Google this week took additional steps to let users crowdsource its Google Maps application, allowing U.S. users to point out gaps in the search engine giant's Google Maps coverage.
Now, when users search and scan map results, they will see a "report a problem" link on the bottom right of a the map, or by right-clicking on the map itself.
For example, if a new highway ramp opens up, or construction is being done on a particular highway, users can alert Google to those changes, helping the company keep its Maps results accurate, current, and therefore, more relevant. See a video demo of this feature in action here.
Andrew Lookingbill, Google software engineer, said Google will sift through users' submissions of this data, corroborate it with other users, sources and imagery, and make changes where they make sense. Google hopes to resolve each edit within a month and will keep users apprised of its editing process if they so choose.
This isn't the first time Google has enlisted the wisdom of crowds for Google Maps. In August, Google rolled out live reporting of traffic conditions on back roads for some cities.
When people who have enabled Google Maps with My Location on their smartphones use Google's traffic map tool, their phones sends anonymous bits of data back to Google describing how fast they're moving. Google compares travelers' speed across thousands of phones moving around a city at any given time, and send it back to users in the Google Maps traffic layers.
Google isn't just appealing to consumers for help mapping the United States on the Web. The company this week created a new base map dataset leveraging geospatial datasets from the USDA Forest Service and the US Geological Survey to boost parks and water bodies. There are also more maps of college campuses, and more maps of trails and paths for cyclists.
Google Maps' Street View, which provides providing 360?? horizontal and 290?? vertical street-level views of city streets, also got a shot in the arm this week by rolling out to cover Canada and the Czech Republic and offering new high-resolution imagery across the U.S., and several special destinations in Japan through the Street View Partner Program.
Street View, which is now available in 14 countries, is also being rigorously amended by Google to meet citizens' privacy rights. In August, Google created a Street View tutorial to explain how it works to users, and how to go about getting an image removed..

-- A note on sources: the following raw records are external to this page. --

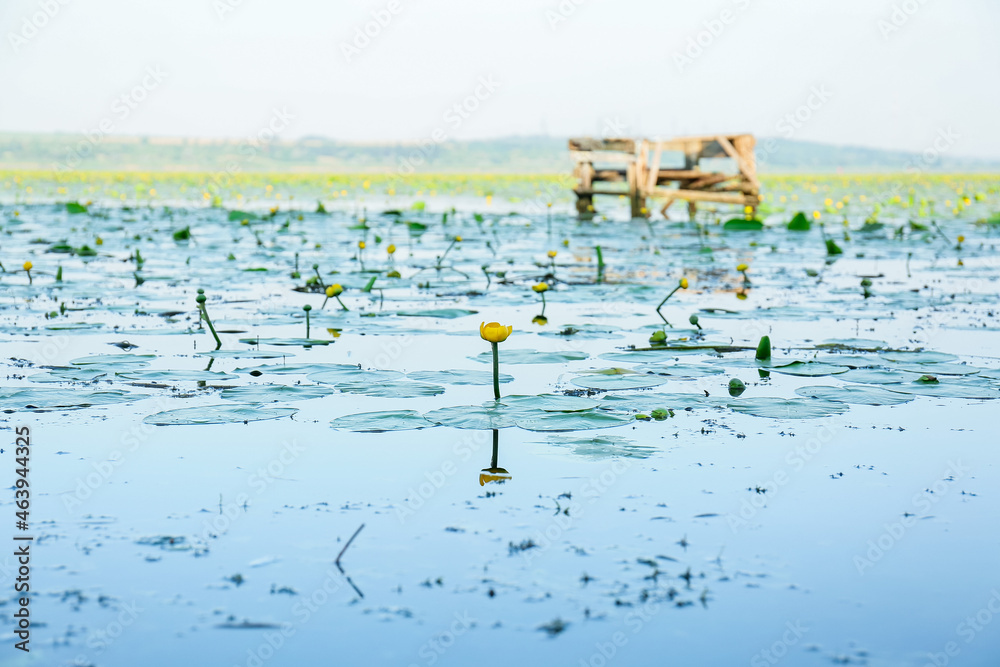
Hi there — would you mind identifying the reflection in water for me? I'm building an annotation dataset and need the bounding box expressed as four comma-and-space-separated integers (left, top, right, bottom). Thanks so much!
479, 429, 511, 486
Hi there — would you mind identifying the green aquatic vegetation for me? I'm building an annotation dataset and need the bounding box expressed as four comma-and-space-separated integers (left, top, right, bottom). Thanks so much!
195, 289, 222, 350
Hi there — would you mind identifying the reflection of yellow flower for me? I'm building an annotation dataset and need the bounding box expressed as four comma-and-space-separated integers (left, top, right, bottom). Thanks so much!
479, 468, 511, 486
479, 322, 514, 343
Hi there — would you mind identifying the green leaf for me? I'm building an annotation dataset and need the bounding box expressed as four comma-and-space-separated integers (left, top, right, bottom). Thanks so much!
330, 410, 436, 433
722, 218, 764, 232
142, 405, 298, 426
729, 396, 848, 419
788, 211, 812, 232
396, 308, 478, 320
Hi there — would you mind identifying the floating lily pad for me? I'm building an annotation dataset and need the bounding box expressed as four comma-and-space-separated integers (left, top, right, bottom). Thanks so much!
547, 435, 657, 459
515, 411, 635, 431
306, 364, 404, 384
795, 386, 913, 405
0, 387, 148, 412
396, 308, 479, 320
198, 350, 295, 359
500, 394, 598, 412
115, 368, 236, 382
469, 347, 589, 364
601, 392, 716, 412
336, 380, 444, 398
728, 396, 848, 419
142, 405, 298, 426
570, 368, 667, 391
406, 369, 514, 385
69, 354, 156, 368
885, 378, 1000, 399
240, 338, 334, 347
837, 368, 920, 384
879, 350, 958, 364
636, 364, 723, 378
330, 410, 436, 433
424, 403, 525, 430
222, 384, 333, 403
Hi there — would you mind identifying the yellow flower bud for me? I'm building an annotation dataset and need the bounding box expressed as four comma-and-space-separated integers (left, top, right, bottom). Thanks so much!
479, 322, 514, 343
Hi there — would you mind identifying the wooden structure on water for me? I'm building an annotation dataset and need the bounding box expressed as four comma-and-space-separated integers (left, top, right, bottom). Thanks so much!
569, 134, 760, 218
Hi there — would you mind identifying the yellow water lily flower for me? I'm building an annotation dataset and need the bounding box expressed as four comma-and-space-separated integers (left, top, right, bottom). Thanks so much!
479, 322, 514, 343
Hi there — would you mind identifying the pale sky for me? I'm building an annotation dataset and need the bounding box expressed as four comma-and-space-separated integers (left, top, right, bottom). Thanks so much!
0, 0, 1000, 158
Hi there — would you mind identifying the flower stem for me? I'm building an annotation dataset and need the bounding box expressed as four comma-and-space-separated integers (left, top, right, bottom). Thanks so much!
490, 343, 500, 401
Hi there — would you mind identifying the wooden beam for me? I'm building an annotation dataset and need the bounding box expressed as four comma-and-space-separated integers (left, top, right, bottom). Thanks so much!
715, 136, 760, 190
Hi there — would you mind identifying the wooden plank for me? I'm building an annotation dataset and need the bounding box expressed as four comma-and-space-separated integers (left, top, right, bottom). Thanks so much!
715, 136, 760, 190
569, 151, 635, 164
644, 145, 663, 192
569, 137, 635, 153
649, 188, 747, 204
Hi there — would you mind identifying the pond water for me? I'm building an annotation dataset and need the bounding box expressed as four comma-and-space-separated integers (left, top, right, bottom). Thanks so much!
0, 179, 1000, 667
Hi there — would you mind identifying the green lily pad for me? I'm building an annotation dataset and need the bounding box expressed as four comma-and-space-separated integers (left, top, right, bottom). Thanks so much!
728, 396, 848, 419
795, 386, 913, 405
142, 405, 298, 426
490, 394, 598, 413
115, 368, 237, 382
336, 380, 444, 398
722, 218, 764, 232
240, 338, 334, 347
406, 369, 514, 385
515, 411, 635, 431
396, 308, 479, 320
306, 364, 405, 384
0, 387, 148, 412
788, 211, 812, 232
330, 410, 436, 433
198, 350, 295, 359
837, 368, 920, 384
424, 403, 525, 430
469, 347, 589, 364
570, 368, 667, 391
885, 378, 1000, 399
546, 435, 657, 459
221, 384, 333, 403
69, 354, 156, 368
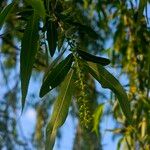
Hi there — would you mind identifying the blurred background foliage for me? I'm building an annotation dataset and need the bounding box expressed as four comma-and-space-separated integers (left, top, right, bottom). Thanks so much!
0, 0, 150, 150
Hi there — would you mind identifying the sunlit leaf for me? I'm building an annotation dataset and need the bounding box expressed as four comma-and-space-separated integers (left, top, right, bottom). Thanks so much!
46, 70, 73, 150
40, 54, 73, 97
0, 1, 15, 30
77, 50, 110, 66
20, 13, 39, 109
117, 137, 124, 150
93, 104, 104, 136
26, 0, 46, 20
47, 21, 58, 57
86, 63, 132, 124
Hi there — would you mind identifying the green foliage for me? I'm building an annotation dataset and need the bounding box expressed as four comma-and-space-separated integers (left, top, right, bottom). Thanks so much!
92, 104, 104, 136
40, 54, 73, 97
45, 70, 74, 150
0, 1, 15, 30
77, 50, 110, 66
26, 0, 46, 20
0, 0, 150, 150
20, 13, 39, 109
86, 63, 132, 124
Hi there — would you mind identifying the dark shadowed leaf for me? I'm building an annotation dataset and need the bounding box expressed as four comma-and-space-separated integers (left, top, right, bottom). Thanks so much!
40, 54, 73, 97
77, 50, 110, 66
0, 1, 15, 30
20, 13, 39, 109
85, 63, 132, 124
46, 70, 73, 150
47, 21, 58, 57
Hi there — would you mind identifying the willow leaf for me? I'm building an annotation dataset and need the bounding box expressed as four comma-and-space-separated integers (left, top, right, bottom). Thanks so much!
77, 50, 110, 66
26, 0, 46, 20
85, 63, 132, 124
0, 2, 15, 30
45, 70, 73, 150
47, 21, 58, 57
40, 54, 73, 97
20, 13, 39, 109
93, 104, 104, 136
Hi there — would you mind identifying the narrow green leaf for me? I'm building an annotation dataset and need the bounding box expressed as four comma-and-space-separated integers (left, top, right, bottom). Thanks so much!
117, 137, 124, 150
26, 0, 46, 20
85, 63, 132, 124
20, 13, 39, 109
77, 50, 110, 66
93, 104, 104, 136
40, 54, 73, 97
0, 1, 15, 30
47, 21, 58, 57
45, 70, 73, 150
43, 51, 65, 80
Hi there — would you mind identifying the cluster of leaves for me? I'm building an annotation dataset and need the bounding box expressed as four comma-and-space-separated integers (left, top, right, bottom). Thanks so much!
0, 0, 150, 149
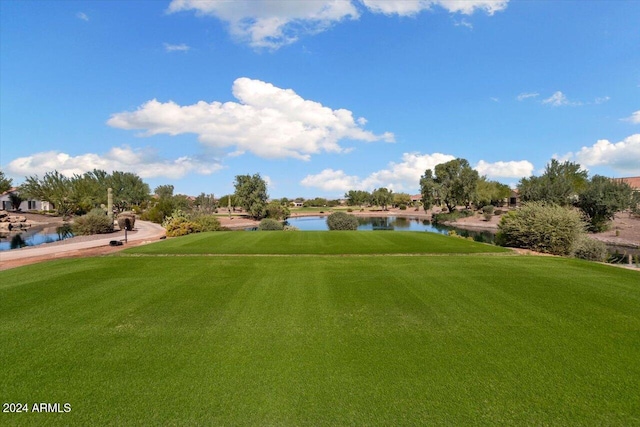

Earlier this week, Google moved to address concerns about Street View from the European Union, which in June asked Google to give advance notice to the public before collecting images and to jettison un-blurred images used to create Street View.
Google, which blurs faces and license plates before publishing them on Street View, agreed to permanently blur images on its internal database within one year of their publication on Street View. This means that Google will only keep the blurred version.
"We think one year strikes a reasonable balance between protecting people's privacy and our ability to reduce mistakes in blurring, as well as use the data we have collected to build better maps products," wrote Peter Fleischer, Google's global privacy counsel.